It must be evident to the patient and to the non-dermatologist clinician! Or: how I learned to stop worrying and no longer spurn the word 'eczema'.
When I still was a medical student, I undertook a practical training program in Internal Medicine at Allgemeines Krankenhaus der Stadt Wien, the legendary AKH, in Vienna. One of the admitted patients suddenly developed pruritic clear vesicles along the sides of his fingers, and Prof. K. wanted to know a diagnostic hypothesis from me. Trying to demonstrate some confidence, I quickly answered: “It’s a kind of eczema.” But he gave me back this reply: “You’re right and you're wrong. You’re right because the patient is likely to take from you the correct orientation about his illness and to receive a successful treatment. And you’re wrong because this disease is expected to be called dyshidrotic dermatitis. The word ‘eczema’ should be banished from medical vocabulary. Von Hebra and Kaposi, two of the greatest ever dermatologists, worked here at AKH, and both used to say that the most suitable definition of eczema is that which looks like eczema!”
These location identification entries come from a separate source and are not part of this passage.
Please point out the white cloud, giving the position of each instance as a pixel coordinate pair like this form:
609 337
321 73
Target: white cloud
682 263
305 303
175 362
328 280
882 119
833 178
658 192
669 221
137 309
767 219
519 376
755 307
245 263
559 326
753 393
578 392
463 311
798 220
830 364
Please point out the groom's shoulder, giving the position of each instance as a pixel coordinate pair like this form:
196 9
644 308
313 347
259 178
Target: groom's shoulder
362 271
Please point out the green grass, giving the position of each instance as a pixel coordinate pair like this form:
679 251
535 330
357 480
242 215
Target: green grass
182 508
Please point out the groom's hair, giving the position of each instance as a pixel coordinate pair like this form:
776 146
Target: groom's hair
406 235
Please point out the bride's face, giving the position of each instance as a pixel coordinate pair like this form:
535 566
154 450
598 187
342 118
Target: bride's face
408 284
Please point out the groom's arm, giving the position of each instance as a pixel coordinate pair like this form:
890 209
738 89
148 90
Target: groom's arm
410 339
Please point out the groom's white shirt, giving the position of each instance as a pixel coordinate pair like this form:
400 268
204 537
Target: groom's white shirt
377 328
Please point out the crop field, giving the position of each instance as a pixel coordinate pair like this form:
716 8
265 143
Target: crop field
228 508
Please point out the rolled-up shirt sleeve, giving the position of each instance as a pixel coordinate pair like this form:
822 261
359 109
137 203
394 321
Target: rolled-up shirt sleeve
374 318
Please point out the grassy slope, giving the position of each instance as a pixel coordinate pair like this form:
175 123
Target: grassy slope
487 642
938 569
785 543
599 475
I thought about it afterwards. What hell is the problem in using a word that stood the test of time?
I got a response few years later, when I was resident in Pathology. Dr. A. Bernard Ackerman came to Vitória, the city where I was living in those days, in order to conduct a very intensive five-day course of Dermatopathology. It wasn’t difficult for him persuading me to avoid the word ‘eczema’. Dr. Ackerman told that it is merely a descriptive diagnosis shared by a variety of cutaneous conditions with widely diverse etiologies, some of which are completely unrelated. Furthermore, he said, even the supposed microscopic hallmark of ‘eczema’, the spongiosis, is unreliable, since this feature is usually minimal, if so, in chronic lesions with superimposed lichenification that the original spongiotic process is no more prone to be identified. Dr. Ackerman rounded the issue off by arguing that some skin diseases, like psoriasis, dermatophytosis, pigmented purpuric dermatosis, and mycosis fungoides, may present variable spongiosis, although nobody hasn’t demonstrated any effort of include them into the group of the eczematous dermatitis.
Henceforward I started to spurn the word ‘eczema’ in my reports, professional talks and classes.
This radical attitude brought me some problems. My reports became less understandable that patients started to demand a consultation just to ask me questions like this: “I googled ‘seborrheic dermatitis’ and I found that it’s a kind of eczema. Is this a truthful information?” Once, a non-dermatologist clinician phoned me to ask about ‘nummular dermatitis’ and then she criticized my explanation: “You were expected to made clear in your report that it is nothing but a kind of eczema!” And medical students disapproved my academic polemicism: “Dear professor, all these renowned books use the word ‘eczema’ without any firmly rejection. You mean that all of them are mistaken? What is your problem in using a word that stood the test of time?”
Oh, yeah, I did recognize the last question! It’s the same that I made myself years before in Vienna, when I still was a medical student. I had a strong sense of déjà-vu, but in a reverse way, that invited me to a reflection.
Nowadays my reports are fairly different on the use of the word ‘eczema’. “It must be evident to the patient and to the non-dermatologist clinician!”, I think as I begin to draw it up. And my reputation grew within medical students.
Oh, yeah, I learned to stop worrying and no longer spurn the word ‘eczema’!
Nevertheless, a familiar feeling of inaccuracy remains in me every time I write or say the word ‘eczema’. Perhaps this residual contempt shall pass one day.